Direktur AIIMS Dr Randeep Guleria mengatakan remdesivir harus diberikan hanya kepada pasien yang dirawat di rumah sakit dengan penyakit sedang, yang mengalami penurunan saturasi oksigen.
Gambar botol Remdesivir yang digunakan untuk presentasi. (Foto | EPS)
NEW DELHI: Di tengah peningkatan tajam kasus COVID-19 yang menyebabkan peningkatan permintaan obat untuk mengobati virus corona, pakar kesehatan terkemuka pemerintah pada hari Senin mengatakan obat anti-virus remdesivir “bukan obat ajaib” dan tidak mengurangi angka kematian.
Berbicara kepada media, direktur AIIMS Randeep Guleria mengatakan remdesivir hanya boleh diberikan kepada pasien rawat inap dengan penyakit sedang, yang mengalami penurunan saturasi oksigen dan infiltrat pada rontgen dada atau CT scan.
“Remdesivir bukanlah obat ajaib dan bukan obat yang mengurangi angka kematian. Kita mungkin menggunakannya karena kita tidak memiliki obat antivirus yang baik. Perannya terbatas dan kita harus sangat berhati-hati dalam menggunakannya. ” dia berkata.
“Dalam penelitian besar, remdesivir terbukti berguna hanya pada pasien rawat inap yang mengalami penurunan saturasi oksigen dan infiltrat pada rontgen dada atau CT scan. diberikan terlambat,” kata Dr Guleria.

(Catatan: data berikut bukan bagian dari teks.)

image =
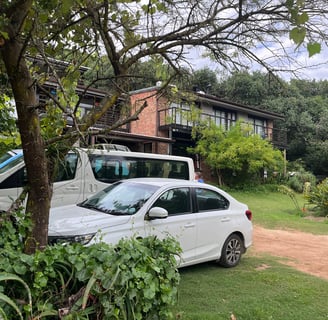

Anggota NITI Aayog (Kesehatan) VK Paul mengatakan remdesivir tidak boleh digunakan di rumah dan tidak boleh diperoleh dari toko farmasi.
Data dari penelitian sejauh ini menunjukkan bahwa remdesivir tidak berpengaruh dalam mengurangi angka kematian akibat COVID-19, katanya mendukung komentar Dr Guleria.
“Dalam ‘Protokol Manajemen Klinis untuk COVID-19’, Kementerian Kesehatan telah merekomendasikan penggunaan remdesivir pada pasien COVID-19 dengan penyakit stadium sedang. Obat ini termasuk dalam ‘terapi investigasi’ dan hanya direkomendasikan untuk keadaan darurat terbatas,” kata Paul.
Guleria juga mengatakan penelitian menunjukkan bahwa terapi plasma memiliki peran terbatas dalam pengobatan COVID-19 dan tidak banyak bermanfaat.
Terkait obat tocilizumab, ia mengatakan obat tersebut dibutuhkan kurang dari 2 persen pasien COVID-19 karena hanya untuk badai sitokin.
“Ini harus diberikan pada tahap akhir penyakit pada mereka yang memiliki penanda peradangan yang sangat tinggi dan kondisinya memburuk meskipun sudah diberikan steroid, remdesivir, dan anti-koagulan.”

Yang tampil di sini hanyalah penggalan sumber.